しかしこの時、もしかすると一番ひめを心配していたのは市長の舞華だったかもしれない。
「やはり、ひめだけに地表への坑道掘削を押し付ける訳にはいかない。シールドマシンの復活を急がねば。
でなければ彼女は、自身の腕を失おうが脚を失おうが私達の為に地表を目指すだろう。たとえ自らが朽ちようとも。彼女はそういう存在なのだ」
という舞華の認識が、もっともひめという存在を正確に理解していたかもしれない。
そして事実、彼女は自らがどれほど壊れようとも、地表を目指すことを止めなかった。
二年後、始閣らと同じように残土の搬出を担当していた学舎の子供達の前に現れたひめの姿は、かつての彼女のそれとは大きくかけ離れたものだった。

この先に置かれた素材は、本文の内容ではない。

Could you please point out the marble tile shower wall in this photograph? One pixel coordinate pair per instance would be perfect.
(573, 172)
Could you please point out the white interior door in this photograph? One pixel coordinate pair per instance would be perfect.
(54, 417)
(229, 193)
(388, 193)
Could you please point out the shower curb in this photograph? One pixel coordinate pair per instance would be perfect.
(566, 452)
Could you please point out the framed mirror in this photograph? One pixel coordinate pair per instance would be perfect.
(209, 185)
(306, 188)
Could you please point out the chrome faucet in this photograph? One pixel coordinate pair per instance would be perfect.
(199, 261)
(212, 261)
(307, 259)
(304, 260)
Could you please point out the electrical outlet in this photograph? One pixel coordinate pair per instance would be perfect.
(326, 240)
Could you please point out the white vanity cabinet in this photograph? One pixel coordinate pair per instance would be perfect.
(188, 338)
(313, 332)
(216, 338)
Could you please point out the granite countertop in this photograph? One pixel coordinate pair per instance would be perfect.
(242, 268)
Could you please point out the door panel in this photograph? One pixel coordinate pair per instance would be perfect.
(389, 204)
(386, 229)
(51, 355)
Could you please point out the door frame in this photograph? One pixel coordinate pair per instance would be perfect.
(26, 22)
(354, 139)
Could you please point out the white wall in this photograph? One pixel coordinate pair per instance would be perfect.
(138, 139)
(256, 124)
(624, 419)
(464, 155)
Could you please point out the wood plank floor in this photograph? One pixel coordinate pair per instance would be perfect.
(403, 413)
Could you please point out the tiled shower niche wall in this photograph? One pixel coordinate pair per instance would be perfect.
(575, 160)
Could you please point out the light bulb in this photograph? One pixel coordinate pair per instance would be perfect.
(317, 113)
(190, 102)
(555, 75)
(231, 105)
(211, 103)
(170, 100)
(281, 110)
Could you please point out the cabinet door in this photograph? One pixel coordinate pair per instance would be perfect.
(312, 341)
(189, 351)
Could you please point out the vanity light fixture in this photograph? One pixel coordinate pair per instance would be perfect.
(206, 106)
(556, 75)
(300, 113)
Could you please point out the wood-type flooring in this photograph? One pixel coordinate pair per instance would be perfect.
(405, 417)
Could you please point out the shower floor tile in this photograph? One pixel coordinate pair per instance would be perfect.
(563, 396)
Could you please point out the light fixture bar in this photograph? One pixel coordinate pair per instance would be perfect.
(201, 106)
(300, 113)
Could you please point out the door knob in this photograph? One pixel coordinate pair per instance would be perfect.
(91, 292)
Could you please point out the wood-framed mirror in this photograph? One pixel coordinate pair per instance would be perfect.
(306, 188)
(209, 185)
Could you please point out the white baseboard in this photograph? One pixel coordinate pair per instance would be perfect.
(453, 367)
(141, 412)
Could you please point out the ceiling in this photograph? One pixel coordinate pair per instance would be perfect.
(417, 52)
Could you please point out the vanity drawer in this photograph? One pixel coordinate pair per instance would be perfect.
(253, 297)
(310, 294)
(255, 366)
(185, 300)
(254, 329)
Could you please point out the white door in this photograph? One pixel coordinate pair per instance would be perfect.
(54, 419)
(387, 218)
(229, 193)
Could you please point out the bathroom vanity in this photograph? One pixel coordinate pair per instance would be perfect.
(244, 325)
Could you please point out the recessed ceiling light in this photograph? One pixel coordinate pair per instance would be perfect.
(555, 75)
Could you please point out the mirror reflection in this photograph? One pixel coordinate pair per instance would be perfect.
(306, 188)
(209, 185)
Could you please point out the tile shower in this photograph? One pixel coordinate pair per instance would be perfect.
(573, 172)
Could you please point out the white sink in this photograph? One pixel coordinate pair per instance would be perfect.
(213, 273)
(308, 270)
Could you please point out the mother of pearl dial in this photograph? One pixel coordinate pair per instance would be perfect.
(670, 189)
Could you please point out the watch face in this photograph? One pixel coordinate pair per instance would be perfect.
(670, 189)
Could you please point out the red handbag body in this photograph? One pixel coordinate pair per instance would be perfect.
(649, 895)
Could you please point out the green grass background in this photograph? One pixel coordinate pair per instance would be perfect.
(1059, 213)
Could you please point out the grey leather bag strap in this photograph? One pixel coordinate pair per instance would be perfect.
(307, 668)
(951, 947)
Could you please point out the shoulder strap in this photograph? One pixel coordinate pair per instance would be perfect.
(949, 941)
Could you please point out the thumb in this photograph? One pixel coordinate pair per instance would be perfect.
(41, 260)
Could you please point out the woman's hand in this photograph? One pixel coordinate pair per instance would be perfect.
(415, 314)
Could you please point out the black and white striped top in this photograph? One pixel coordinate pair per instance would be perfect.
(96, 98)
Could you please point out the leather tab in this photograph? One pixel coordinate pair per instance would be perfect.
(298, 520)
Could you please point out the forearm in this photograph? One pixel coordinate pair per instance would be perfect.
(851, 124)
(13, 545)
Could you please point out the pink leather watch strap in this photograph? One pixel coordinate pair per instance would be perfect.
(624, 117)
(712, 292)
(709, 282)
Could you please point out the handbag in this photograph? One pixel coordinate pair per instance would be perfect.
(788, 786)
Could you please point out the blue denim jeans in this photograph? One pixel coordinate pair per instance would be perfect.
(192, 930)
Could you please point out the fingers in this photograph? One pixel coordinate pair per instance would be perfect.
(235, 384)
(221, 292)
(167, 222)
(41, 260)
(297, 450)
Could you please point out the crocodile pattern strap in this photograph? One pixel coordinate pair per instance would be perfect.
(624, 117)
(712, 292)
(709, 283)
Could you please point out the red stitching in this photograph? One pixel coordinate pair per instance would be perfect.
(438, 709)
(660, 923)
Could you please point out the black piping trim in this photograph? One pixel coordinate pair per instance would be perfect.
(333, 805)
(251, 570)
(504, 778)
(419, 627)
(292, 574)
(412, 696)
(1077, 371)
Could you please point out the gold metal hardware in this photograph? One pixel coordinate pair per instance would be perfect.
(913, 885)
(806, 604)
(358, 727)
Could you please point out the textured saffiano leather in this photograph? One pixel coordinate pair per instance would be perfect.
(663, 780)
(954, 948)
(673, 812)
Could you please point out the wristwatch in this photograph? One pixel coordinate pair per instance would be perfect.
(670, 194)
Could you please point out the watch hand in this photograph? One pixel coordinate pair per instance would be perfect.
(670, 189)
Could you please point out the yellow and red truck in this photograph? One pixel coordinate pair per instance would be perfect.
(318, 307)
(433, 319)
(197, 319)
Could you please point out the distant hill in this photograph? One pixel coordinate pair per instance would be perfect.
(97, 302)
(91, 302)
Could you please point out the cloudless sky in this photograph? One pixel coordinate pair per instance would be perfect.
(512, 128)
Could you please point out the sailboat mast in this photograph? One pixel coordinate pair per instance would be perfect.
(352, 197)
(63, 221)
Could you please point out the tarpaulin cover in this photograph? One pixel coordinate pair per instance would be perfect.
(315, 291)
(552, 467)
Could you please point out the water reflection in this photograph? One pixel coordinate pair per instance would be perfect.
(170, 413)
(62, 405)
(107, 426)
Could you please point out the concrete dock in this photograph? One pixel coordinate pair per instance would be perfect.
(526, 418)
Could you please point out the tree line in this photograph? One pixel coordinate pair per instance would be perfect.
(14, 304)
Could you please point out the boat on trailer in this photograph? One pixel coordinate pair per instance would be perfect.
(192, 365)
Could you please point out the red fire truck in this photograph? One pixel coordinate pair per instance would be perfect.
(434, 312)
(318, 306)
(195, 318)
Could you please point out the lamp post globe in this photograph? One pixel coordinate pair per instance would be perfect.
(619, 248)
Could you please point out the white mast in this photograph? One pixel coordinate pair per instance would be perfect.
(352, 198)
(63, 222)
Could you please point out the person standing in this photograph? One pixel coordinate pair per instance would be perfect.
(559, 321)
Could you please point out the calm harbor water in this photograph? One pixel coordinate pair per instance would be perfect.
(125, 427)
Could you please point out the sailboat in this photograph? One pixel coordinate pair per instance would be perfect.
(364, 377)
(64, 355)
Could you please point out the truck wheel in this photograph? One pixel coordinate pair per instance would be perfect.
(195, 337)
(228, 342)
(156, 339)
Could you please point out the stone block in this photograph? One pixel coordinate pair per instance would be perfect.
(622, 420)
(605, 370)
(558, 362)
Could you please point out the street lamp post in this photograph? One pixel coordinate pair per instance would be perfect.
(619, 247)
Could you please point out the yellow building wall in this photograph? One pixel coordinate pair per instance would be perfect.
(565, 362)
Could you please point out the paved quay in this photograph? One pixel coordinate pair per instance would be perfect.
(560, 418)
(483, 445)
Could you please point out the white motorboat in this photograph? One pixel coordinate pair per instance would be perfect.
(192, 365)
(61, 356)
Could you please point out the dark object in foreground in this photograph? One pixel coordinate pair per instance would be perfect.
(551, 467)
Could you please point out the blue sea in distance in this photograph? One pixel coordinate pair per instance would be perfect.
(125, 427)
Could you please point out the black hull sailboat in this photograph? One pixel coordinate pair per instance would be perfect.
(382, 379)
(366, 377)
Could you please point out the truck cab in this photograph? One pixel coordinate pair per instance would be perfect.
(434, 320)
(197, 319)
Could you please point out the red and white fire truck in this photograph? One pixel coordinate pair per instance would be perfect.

応急とは言え一度は修理した筈の左前腕は失われ、その代わりに三本の爪をワイヤーで操作するタイプの簡便な義手が付けられて、右脚は膝から下がやはり失われて代わりに鉄パイプがフレームに直接組みつけられ、顔の人工皮膚までボロボロに剥がれ落ちた、まるで童話に出てくる海賊のようなそれになった彼女がそこにいた。
あれから後も何度も事故があり、その度にひめは傷付き、壊れ、それでもなお地表を目指した。
「お前はどうしてそこまでするんだ…!?」
浅葱が強い調子で問い掛けても、彼女はやはり穏やかに微笑みながら言ったのだった。